Melbourne’s third lockdown leaves the Australia Open stand empty | Coronavirus Pandemic News

Cluster that caused the renewed restrictions stayed in a quarantine hotel at Melbourne Airport.

Victoria, Australia’s second-most populous state, including the capital Melbourne, went into a five-day lockdown on Saturday as authorities rushed to prevent a third wave of COVID-19 cases caused by the heavily contaminated British variant.

A new locally acquired case was confirmed in the past 24 hours, Victoria health authorities said on Saturday, bringing the number of active cases in the state to 20.

“Many people will be in pain today. This is not the position Victorians wanted, but I cannot have a situation where we look back in two weeks and wish we had made these decisions now, ”Victoria Prime Minister Daniel Andrews told reporters on Saturday.

Andrews said Prime Minister Scott Morrison had agreed to suspend all international flights to Melbourne through Wednesday, after five planes on the way, carrying about 100 passengers, landed on Saturday.

The cluster that caused the renewed restrictions stayed in a quarantine hotel at Melbourne Airport.

It is the third lockdown imposed on Melbourne. The first two lockdowns were implemented as infections spread in March 2020, and then in July, which took about four months.

The streets of central Melbourne, the state capital, and suburbs were nearly empty early Saturday, with people ordered to stay at home except for essential groceries, two hours outside of sports, caregiving or work not done at home can become.

Among the “essential” work was play at the Australian Open, the first Grand Slam tennis event of the year, running until February 21, but fans were banned through Wednesday. Thousands had to leave before midnight on Friday, sometimes in the middle of the games.

‘Soul destroying’

The lockdown, which has shut down restaurants and cafes with the exception of take-out, struck just as Melbourne had prepared for its biggest weekend in nearly a year, with Lunar New Year celebrations, Valentine’s Day and the Australian Open crowd.

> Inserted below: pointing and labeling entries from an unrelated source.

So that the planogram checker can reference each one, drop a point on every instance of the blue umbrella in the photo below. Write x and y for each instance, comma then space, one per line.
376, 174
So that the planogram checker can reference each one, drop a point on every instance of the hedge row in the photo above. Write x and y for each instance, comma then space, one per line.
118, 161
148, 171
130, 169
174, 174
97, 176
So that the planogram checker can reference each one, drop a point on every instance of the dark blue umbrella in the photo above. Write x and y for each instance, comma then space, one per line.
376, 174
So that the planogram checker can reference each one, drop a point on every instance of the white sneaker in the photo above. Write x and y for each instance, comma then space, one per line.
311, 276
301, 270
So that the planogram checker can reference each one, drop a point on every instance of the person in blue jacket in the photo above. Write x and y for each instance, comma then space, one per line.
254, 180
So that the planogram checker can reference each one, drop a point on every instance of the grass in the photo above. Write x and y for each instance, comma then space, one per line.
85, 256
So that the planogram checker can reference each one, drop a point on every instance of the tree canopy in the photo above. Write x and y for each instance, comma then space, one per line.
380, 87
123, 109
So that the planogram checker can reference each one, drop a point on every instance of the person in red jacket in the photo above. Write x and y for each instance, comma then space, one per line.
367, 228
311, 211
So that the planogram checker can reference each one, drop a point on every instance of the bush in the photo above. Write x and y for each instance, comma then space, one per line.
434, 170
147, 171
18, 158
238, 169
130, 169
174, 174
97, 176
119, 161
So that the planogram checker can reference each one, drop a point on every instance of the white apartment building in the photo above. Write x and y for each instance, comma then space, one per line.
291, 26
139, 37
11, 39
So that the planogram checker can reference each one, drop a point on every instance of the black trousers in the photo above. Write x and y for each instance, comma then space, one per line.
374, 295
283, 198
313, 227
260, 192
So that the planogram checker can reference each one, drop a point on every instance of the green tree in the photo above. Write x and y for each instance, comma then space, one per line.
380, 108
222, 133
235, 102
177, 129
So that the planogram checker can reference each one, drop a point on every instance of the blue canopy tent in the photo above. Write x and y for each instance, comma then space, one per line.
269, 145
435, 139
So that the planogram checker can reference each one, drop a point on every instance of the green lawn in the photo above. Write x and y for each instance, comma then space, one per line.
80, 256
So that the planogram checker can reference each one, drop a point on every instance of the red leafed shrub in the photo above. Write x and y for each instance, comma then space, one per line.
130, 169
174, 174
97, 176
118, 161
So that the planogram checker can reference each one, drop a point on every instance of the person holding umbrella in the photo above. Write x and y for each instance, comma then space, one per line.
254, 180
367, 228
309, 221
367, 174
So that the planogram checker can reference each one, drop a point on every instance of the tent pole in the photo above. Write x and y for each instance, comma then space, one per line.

Melbourne last year underwent a 111-day lockdown, one of the strictest and longest in the world at the time, to stop a coronavirus outbreak that resulted in more than 800 deaths.

“It is the busiest weekend of the year for us. I’m sitting here making heartbreaking calls to see if I can rebook them, ”said Will Baa, owner of Lover, a restaurant in hip Windsor.

“It’s pretty soul-destroying. But we are resilient. Just fingers crossed that it only lasts for a short period of five days, ”he said.

The Australian Open tournament continues on Saturday without an audience after the new lockdown order [Loren Elliott/Reuters]

More broadly, Australia is considered one of the most successful countries in the world in tackling the pandemic, in large part because of decisive closures and sealed borders for almost all travelers except a trickle of travelers. With a population of 25 million, there have been approximately 22,200 cases in the community and 909 deaths.

New Zealand also reported one death of a patient with COVID-19 on Saturday.

The person had been taken to hospital from quarantine for an unrelated condition and later tested positive. That case has yet to be included in the country’s total of 25 COVID-19 deaths.